Someone stepped into the room through the door they had just used, and Tabby jumped backward, knocking over a small glass table and dumping a statuette of a dancer to the floor. He had a glimpse, in the confusion tearing through the air, of Patsy backed up against the windows, and sta
ggered toward her.
So you’re here at last, Mr. Smithfield, someone said or thought straight into his mind. Do you like it?
A few feet away from Patsy he turned around to face the man who had addressed him. Once again he heard Bruce Norman bawl out his brother’s name: the air was clear again, and the sounds and the grasping hands were gone.
“You killed Dicky!” Bruce screamed, and lifted the gun.

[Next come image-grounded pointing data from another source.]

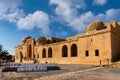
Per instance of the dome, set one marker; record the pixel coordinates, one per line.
(41, 40)
(25, 38)
(95, 25)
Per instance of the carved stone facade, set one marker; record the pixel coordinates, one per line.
(100, 44)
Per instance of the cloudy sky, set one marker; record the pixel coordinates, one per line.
(58, 18)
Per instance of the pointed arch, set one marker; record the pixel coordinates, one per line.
(44, 53)
(74, 50)
(50, 52)
(64, 51)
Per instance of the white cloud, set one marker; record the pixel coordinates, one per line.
(38, 19)
(69, 14)
(99, 2)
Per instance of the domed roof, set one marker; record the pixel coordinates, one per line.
(41, 40)
(25, 38)
(95, 25)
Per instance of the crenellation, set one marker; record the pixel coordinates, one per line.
(97, 45)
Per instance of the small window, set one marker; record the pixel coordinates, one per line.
(96, 52)
(86, 53)
(50, 52)
(37, 56)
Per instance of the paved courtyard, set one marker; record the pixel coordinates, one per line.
(67, 72)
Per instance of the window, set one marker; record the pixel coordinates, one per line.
(74, 50)
(50, 52)
(64, 51)
(96, 52)
(86, 53)
(44, 53)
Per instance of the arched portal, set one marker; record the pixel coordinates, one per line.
(44, 53)
(21, 56)
(50, 52)
(64, 51)
(30, 51)
(74, 50)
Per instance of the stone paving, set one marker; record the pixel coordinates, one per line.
(67, 72)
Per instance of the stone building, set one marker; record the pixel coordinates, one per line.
(100, 44)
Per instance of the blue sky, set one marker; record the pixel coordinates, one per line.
(58, 18)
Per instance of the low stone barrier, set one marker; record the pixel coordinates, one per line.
(23, 67)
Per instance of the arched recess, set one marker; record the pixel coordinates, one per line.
(30, 51)
(74, 50)
(21, 56)
(50, 52)
(44, 53)
(64, 51)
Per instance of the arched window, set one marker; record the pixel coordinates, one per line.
(44, 53)
(50, 52)
(64, 51)
(74, 50)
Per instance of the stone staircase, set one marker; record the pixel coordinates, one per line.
(113, 65)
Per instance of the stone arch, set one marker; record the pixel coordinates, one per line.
(64, 51)
(21, 57)
(30, 51)
(74, 50)
(50, 52)
(44, 53)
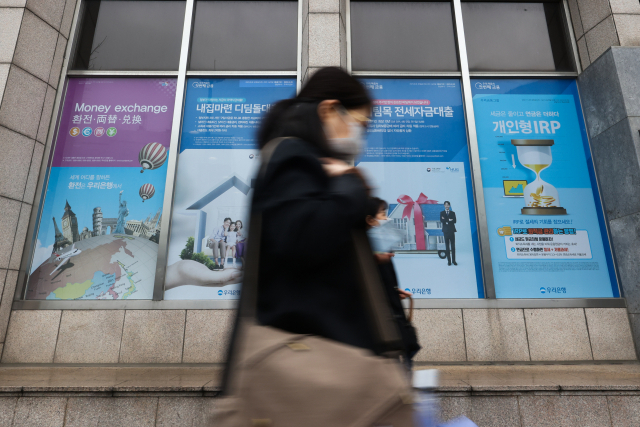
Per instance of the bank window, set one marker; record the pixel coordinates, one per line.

Then Tabby saw for the first time that Wren Van Horne had become a “leaker.” The doctor was far advanced in the disease: his ruined skin shimmered and moved, and he was already wearing gloves on his hands.
“In a way I did,” the doctor said. “This is your little raiding party, is it?” He made a ghastly parody of a smile. “You arrive on my last night here. Excellent timing, Mr. Smithfield.”
“You’re dying,” Tabby said, still not quite believing it—that he was doomed no matter how many tricks he could play on their minds.
“Fuck that, you’re dead,” Bruce said, and aimed the pistol at the doctor’s chest. He pulled the trigger.
The explosion was quieter than Tabby had expected, the sound of a branch cracking in half; there was a little gray meander of smoke from the gun. Dr. Van Horne put his hands to his chest and took a neat, almost dancing step backward. When Bruce shot him again the doctor collapsed gracelessly to the floor.
Bruce let the gun fall and stood motionless, as if his will had taken him to the end of its designs. He was panting slightly; he opened his hand and stared without recognition or curiosity at the pistol, then let it drop to the bloodstained rug.
Tabby watched Patsy move forward to pick it up. Then, still stunned by the ease and rapidity of Van Horne’s destruction, he looked back at the doctor’s body. The right hand was scrabbling in the carpet, the fingers digging into the fibers. He realized that he felt almost cheated: monsters should not die so easily. Tabby took a step nearer the doctor, and saw the grimace on his molten face. The doctor was not dead yet, but he was surely dying.